L’inexplicable besoin de surnaturel
Je n’ai eu garde, et pour cause, de vous parler des étoiles de la profession, à qui on ne saurait dénier une culture étendue, et dont la réputation fait que Jouvard. Mme Jégu, le fakir Époustouffard trouvent dans la petite clientèle de quoi subsister à l’aise par ces temps de crise. La voyance a ses titres de noblesse. Mlle Lenormand ne fût-elle pas la cartomancienne attitrée de l’impératrice Joséphine et de Napoléon ? Faut-il railler les gens qui croient aux voyantes, aux fakirs de leurs quartiers, aux sorcières ? J’avoue que, pour ma part, je suis devenu sceptique en apprenant que Mme Jégu allait se retirer et mettait en vente son fonds, sa clientèle serait-il plus exact de dire, pour quarante mille francs, elle laissait la place à un successeur, et le mettait au courant… Comment s’y prendrait-elle pour transférer son mystérieux pouvoir à l’inconnu qui viendrait la trouver, argent en main ?

Ce qui est certain, c’est que les gens comme Jouvard et consorts sont de profonds psychologues. Les cartes ne mentent-elles jamais. L’essentiel est que les gens y croient, et c’est là certainement le plus important de la question. Certains auteurs ont prétendu, et non sans raison, qu’il y a au fond de chaque être humain un inexplicable besoin de surnaturel. D’autres vont même plus loin et affirment que ce besoin est allé en s’accentuant depuis la guerre, qu’il faut voir aussi là le dégoût d’une vie devenue chaque jour plus difficile.
Des universités du mystère se sont fondées, dirigées par des gens d’une culture et d’une probité certaine, et elles donnent, à la salle de la Société de Géographie en particulier, des séances qui ne sont pas dénuées d’intérêt. En dehors de cela, il y a des précédents curieux.
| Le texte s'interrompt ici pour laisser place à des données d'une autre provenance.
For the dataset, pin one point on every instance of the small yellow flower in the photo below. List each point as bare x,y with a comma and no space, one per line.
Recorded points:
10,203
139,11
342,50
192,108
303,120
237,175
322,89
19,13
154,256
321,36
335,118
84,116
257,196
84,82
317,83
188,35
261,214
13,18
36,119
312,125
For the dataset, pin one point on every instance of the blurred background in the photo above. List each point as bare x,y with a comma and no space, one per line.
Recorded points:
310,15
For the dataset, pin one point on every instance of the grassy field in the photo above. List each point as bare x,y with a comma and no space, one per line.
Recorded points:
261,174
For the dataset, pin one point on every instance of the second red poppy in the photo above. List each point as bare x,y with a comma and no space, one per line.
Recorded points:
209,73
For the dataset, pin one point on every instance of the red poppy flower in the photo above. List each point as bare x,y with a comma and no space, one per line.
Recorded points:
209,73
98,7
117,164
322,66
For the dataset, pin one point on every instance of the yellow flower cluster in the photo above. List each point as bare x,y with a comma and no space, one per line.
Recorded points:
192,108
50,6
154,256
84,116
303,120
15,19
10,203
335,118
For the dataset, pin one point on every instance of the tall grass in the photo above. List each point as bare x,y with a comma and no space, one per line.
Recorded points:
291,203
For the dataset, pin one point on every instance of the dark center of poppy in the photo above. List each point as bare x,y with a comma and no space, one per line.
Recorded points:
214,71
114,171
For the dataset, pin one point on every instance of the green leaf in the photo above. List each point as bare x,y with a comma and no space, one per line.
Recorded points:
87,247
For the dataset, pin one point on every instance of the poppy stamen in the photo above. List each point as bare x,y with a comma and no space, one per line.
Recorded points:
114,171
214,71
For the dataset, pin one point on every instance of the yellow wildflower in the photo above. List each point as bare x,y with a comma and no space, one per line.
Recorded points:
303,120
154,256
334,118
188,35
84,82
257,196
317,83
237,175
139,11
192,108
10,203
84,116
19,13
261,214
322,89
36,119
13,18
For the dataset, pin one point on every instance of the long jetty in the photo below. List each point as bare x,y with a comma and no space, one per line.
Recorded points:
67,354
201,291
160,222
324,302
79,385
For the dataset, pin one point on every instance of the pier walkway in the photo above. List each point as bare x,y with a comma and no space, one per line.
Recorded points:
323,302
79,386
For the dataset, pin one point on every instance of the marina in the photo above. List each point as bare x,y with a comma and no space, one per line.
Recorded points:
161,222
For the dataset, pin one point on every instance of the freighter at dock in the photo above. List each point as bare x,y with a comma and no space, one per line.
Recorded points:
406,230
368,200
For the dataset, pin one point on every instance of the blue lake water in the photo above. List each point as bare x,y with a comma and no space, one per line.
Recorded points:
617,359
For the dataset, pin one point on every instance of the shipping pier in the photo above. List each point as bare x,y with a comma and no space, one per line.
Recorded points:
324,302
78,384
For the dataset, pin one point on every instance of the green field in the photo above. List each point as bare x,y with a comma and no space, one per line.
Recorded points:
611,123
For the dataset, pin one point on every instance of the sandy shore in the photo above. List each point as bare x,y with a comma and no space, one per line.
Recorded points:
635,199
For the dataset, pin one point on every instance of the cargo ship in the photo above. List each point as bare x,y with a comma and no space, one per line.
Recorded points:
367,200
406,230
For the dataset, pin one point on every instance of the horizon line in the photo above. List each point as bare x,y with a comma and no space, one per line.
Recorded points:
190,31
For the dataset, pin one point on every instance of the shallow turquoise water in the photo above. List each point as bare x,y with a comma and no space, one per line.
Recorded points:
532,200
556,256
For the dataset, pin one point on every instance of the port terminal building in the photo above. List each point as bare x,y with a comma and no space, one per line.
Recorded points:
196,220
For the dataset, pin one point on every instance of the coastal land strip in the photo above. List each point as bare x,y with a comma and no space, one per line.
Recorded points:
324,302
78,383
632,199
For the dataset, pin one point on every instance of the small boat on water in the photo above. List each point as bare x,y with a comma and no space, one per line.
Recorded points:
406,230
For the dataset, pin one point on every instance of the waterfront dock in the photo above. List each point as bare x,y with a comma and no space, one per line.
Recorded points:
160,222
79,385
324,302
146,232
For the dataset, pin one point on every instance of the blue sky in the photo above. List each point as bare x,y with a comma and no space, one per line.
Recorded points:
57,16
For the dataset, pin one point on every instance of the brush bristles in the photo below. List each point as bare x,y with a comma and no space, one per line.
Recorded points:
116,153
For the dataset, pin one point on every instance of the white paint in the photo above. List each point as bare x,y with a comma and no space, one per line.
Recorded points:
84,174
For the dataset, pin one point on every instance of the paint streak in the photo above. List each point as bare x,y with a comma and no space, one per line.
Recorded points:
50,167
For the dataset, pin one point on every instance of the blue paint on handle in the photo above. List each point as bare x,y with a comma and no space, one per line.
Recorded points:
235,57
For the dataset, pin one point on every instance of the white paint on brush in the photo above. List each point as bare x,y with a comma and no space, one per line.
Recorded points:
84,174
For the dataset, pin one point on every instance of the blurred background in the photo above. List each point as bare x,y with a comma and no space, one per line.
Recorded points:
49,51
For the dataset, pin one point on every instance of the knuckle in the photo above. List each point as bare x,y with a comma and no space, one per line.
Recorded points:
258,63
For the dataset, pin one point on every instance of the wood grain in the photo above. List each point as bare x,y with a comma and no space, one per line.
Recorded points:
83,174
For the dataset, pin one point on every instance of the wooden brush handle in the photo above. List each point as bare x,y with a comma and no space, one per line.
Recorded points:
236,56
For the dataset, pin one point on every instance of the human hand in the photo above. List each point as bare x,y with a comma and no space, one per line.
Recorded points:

Quand la justice fait appel aux talents des voyantes, elle fait, du même coup, à leurs officines, une réclame qui vaut mieux encore que toutes les annonces des journaux. Lors de la disparition de l’ingénieur Cadiou, la police et la magistrature ne firent-elles pas appel aux lumières d’une pythonisse de Nancy, pour retrouver son cadavre ? Les résultats furent des plus négatifs. À la somnambule impuissante succéda un dompteur qui amena des hyènes qui ne montrèrent pas davantage de flair. Au moment de l’affaire Landru, de célèbre mémoire, comme il s’agissait de retrouver tout au moins une des fiancées disparues, la même voyante se fit remettre des objets ayant appartenu à la malheureuse qui était venue un soir dans la villa du sire de Gambais. Elle entra en transes et ne put dire qu’une chose : « Je vois de l’eau… de l’eau… de l’eau… » Imprécision qui semble être l’essence même de la voyance, du moins telle que la conçoivent les quelques spécialistes que je viens de vous présenter.